Why this aircraft?  The Pima Air & Space Museum, where I volunteer as a walking tour docent, has a nicely-preserved F-101B interceptor on display.  The aircraft was still in operational service during the first half of my USAF career, and I know a few pilots who flew it.  Good reasons right there.  Here’s another: when I flew the F-15 Eagle, my fellow fighter pilots often expressed a half-joking, half-serious disdain for interceptors and the crews who flew them.  I never got that, and refused to play along.  I guess I’m still resisting that particular institutional prejudice.

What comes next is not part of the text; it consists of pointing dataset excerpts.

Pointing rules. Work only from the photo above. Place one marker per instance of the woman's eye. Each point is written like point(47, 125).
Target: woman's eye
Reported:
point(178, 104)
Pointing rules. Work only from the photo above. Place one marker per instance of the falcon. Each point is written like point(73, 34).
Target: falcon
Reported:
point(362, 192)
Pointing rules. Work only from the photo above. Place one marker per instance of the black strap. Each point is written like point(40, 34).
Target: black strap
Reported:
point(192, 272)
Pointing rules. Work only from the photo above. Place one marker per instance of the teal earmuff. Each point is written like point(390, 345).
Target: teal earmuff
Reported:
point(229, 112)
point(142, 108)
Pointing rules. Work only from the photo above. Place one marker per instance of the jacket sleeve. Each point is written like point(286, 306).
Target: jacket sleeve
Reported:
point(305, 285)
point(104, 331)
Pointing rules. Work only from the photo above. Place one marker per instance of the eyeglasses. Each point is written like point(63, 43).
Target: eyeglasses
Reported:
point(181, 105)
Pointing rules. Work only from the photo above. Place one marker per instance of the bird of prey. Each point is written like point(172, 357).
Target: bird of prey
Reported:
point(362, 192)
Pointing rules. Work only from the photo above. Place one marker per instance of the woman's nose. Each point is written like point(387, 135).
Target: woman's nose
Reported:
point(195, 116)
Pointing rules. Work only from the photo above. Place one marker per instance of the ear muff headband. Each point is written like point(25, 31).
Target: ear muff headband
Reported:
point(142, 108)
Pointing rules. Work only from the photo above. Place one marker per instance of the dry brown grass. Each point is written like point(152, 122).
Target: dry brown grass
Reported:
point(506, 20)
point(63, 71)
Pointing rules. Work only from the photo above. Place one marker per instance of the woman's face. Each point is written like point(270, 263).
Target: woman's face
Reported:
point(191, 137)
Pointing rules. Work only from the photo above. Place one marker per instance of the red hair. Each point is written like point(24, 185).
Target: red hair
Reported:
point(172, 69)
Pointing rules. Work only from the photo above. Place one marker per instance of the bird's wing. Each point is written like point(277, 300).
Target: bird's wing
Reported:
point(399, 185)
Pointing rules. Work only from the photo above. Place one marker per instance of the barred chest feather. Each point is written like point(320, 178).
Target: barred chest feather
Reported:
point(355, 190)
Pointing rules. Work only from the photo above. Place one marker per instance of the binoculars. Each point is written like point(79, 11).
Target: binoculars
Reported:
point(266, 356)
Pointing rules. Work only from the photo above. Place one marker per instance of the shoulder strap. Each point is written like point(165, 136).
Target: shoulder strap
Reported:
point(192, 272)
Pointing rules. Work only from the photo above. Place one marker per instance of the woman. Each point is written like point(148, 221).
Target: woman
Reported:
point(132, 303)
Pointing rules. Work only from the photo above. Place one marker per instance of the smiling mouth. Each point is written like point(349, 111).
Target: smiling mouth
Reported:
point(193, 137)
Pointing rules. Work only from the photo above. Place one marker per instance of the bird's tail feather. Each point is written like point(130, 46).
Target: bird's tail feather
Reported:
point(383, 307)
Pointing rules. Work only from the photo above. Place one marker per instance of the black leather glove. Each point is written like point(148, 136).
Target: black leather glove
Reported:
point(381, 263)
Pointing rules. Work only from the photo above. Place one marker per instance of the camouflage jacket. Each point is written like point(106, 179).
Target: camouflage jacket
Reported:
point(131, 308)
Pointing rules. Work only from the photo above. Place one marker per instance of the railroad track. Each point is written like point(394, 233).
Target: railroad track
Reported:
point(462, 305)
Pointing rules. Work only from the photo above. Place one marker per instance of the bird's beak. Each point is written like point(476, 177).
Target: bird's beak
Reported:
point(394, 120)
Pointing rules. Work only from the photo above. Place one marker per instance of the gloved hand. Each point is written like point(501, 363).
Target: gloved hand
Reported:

When I started researching the One-Oh-Wonder so much interesting information came to light it almost stopped me in my tracks.  What to focus on?  The USAF’s WWII-formed conviction that bombers needed long-range escort fighters?  The astounding number of Eisenhower-era strike fighters designed to deliver tactical nuclear bombs?  The early development of air-to-air missiles and the decision to build fighters without guns?  The evolution of USAF fighters from probe & drogue to boom aerial refueling?  The distinctions, which I have already alluded to, between interceptors and fighters?  All that would be too much for one post.  I’ll try to focus on the F-101B interceptor, but I can’t get there from here without at least touching on those other areas, which I’ll come back to and expand on in future entries.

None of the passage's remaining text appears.